A Novel Framework for Complex Dynamic Job-Shop Scheduling (DJSP) using Reinforcement Learning
The low profit margins and highly cyclical nature of the aviation industry and affiliate industries makes the costs associated with delays and the propagation thereof severe, leading to significant research into understanding the root causes and the development of prediction networks, early-warning systems and robust systems. Ground handling agents are unique aviation stakeholders, given the scope of the work they do and the required skillset. Ground handling operations consist of a multitude of intricate and codependent processes, requiring a fleet of specialised equipment and well-trained staff. Given that on-time-performance is one of the key performance indicators for ground handling agents, there is significant interest in designing their operations to prevent delay generation and absorb the effects of incoming delays.
This thesis delves into the world of scheduling using Reinforcement Learning (RL), developing a proof-of-concept for the scheduling of ground handling equipment to flights using RL, a small cog in the larger monitoring, simulation and AI-driven recommendation system being developed for Swissport in the brAIght project.
A Dynamic Job-shop Scheduling Problem (DJSP) formulation of the ground handling equipment (GHE) scheduling task was developed and a custom RL environment developed to generate solutions. Variable instance parameters allow the developed model to be highly customisable.
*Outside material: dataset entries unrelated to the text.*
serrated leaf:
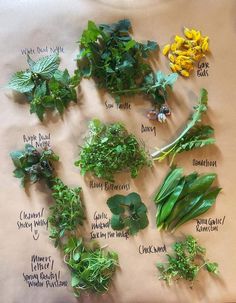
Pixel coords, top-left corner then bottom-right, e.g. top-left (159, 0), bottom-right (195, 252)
top-left (55, 99), bottom-right (64, 114)
top-left (54, 69), bottom-right (70, 85)
top-left (8, 71), bottom-right (34, 93)
top-left (31, 54), bottom-right (60, 78)
top-left (34, 81), bottom-right (47, 98)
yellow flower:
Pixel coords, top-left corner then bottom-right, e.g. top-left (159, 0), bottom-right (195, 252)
top-left (169, 62), bottom-right (177, 72)
top-left (168, 53), bottom-right (176, 63)
top-left (162, 44), bottom-right (170, 56)
top-left (184, 27), bottom-right (193, 39)
top-left (180, 69), bottom-right (190, 77)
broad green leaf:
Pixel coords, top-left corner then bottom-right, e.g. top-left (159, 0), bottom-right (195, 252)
top-left (173, 188), bottom-right (221, 230)
top-left (8, 71), bottom-right (34, 93)
top-left (34, 81), bottom-right (47, 98)
top-left (55, 99), bottom-right (64, 114)
top-left (205, 262), bottom-right (219, 274)
top-left (54, 69), bottom-right (70, 85)
top-left (125, 192), bottom-right (142, 206)
top-left (124, 40), bottom-right (136, 51)
top-left (10, 150), bottom-right (25, 168)
top-left (157, 179), bottom-right (185, 227)
top-left (111, 214), bottom-right (125, 230)
top-left (166, 193), bottom-right (204, 231)
top-left (13, 168), bottom-right (25, 178)
top-left (154, 167), bottom-right (183, 204)
top-left (107, 195), bottom-right (125, 215)
top-left (34, 103), bottom-right (45, 121)
top-left (31, 54), bottom-right (60, 78)
top-left (186, 173), bottom-right (216, 195)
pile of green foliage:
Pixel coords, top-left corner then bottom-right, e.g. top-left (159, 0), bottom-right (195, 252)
top-left (154, 167), bottom-right (221, 232)
top-left (8, 54), bottom-right (81, 120)
top-left (75, 119), bottom-right (152, 182)
top-left (107, 192), bottom-right (149, 235)
top-left (157, 235), bottom-right (219, 286)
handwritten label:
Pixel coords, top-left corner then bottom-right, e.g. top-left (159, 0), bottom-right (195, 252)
top-left (23, 133), bottom-right (51, 148)
top-left (21, 46), bottom-right (64, 56)
top-left (22, 255), bottom-right (68, 288)
top-left (17, 208), bottom-right (48, 240)
top-left (138, 244), bottom-right (167, 255)
top-left (90, 211), bottom-right (129, 240)
top-left (195, 216), bottom-right (225, 232)
top-left (197, 61), bottom-right (209, 77)
top-left (105, 100), bottom-right (131, 110)
top-left (192, 159), bottom-right (217, 167)
top-left (89, 181), bottom-right (130, 191)
top-left (141, 124), bottom-right (156, 136)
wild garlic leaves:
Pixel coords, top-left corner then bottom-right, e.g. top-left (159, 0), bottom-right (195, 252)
top-left (107, 192), bottom-right (149, 235)
top-left (154, 167), bottom-right (221, 232)
top-left (8, 54), bottom-right (80, 120)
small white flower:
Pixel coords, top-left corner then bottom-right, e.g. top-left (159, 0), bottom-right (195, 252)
top-left (157, 112), bottom-right (167, 123)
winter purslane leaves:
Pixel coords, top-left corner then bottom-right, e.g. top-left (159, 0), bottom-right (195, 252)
top-left (8, 54), bottom-right (81, 120)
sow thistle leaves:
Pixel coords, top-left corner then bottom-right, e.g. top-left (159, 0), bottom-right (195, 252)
top-left (157, 235), bottom-right (219, 285)
top-left (107, 192), bottom-right (149, 235)
top-left (152, 88), bottom-right (215, 163)
top-left (154, 167), bottom-right (221, 232)
top-left (7, 54), bottom-right (80, 120)
top-left (77, 19), bottom-right (179, 109)
top-left (10, 144), bottom-right (59, 187)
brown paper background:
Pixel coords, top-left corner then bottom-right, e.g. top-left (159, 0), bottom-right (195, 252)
top-left (0, 0), bottom-right (236, 302)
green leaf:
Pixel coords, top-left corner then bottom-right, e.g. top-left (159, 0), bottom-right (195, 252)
top-left (173, 188), bottom-right (221, 230)
top-left (34, 103), bottom-right (45, 121)
top-left (157, 179), bottom-right (185, 227)
top-left (205, 262), bottom-right (219, 274)
top-left (186, 173), bottom-right (216, 195)
top-left (13, 168), bottom-right (25, 178)
top-left (8, 71), bottom-right (34, 93)
top-left (55, 99), bottom-right (64, 114)
top-left (71, 274), bottom-right (80, 287)
top-left (111, 215), bottom-right (125, 230)
top-left (124, 39), bottom-right (136, 51)
top-left (31, 54), bottom-right (60, 78)
top-left (54, 69), bottom-right (70, 85)
top-left (10, 150), bottom-right (25, 167)
top-left (34, 81), bottom-right (47, 98)
top-left (154, 167), bottom-right (183, 204)
top-left (107, 195), bottom-right (126, 215)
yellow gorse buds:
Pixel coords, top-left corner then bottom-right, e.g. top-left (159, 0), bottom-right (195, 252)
top-left (162, 27), bottom-right (209, 77)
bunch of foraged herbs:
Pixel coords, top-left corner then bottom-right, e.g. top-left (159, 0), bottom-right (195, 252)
top-left (10, 144), bottom-right (119, 297)
top-left (152, 88), bottom-right (215, 163)
top-left (10, 143), bottom-right (59, 187)
top-left (77, 19), bottom-right (178, 120)
top-left (8, 54), bottom-right (81, 120)
top-left (64, 236), bottom-right (119, 297)
top-left (154, 167), bottom-right (221, 232)
top-left (48, 178), bottom-right (85, 247)
top-left (157, 235), bottom-right (219, 286)
top-left (107, 192), bottom-right (149, 235)
top-left (75, 119), bottom-right (152, 182)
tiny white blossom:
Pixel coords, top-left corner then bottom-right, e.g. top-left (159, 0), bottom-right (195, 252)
top-left (157, 112), bottom-right (167, 123)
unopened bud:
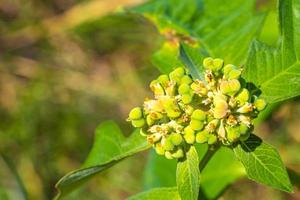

The RL agent was trained and tested using custom-generated instances of various sizes and complexity (for example Figure 1), considering both parallel and sequential process interdependencies are considered, a novelty within the field of the DJSP.
Figure: An example of a test process with 8 subprocesses, three parallel branches, two of which contain sequentially dependent operations.
The RL agent was quickly able to perform simple scheduling tasks, proving the potential of applying RL to the DJSP. While the agent initially struggled to schedule larger and more complex problems in an optimal manner, further development put it on a trajectory of improvement and a detailed analysis of the learning curves and model parameters shed light on areas requiring further work and was able to provide learnings for continued development.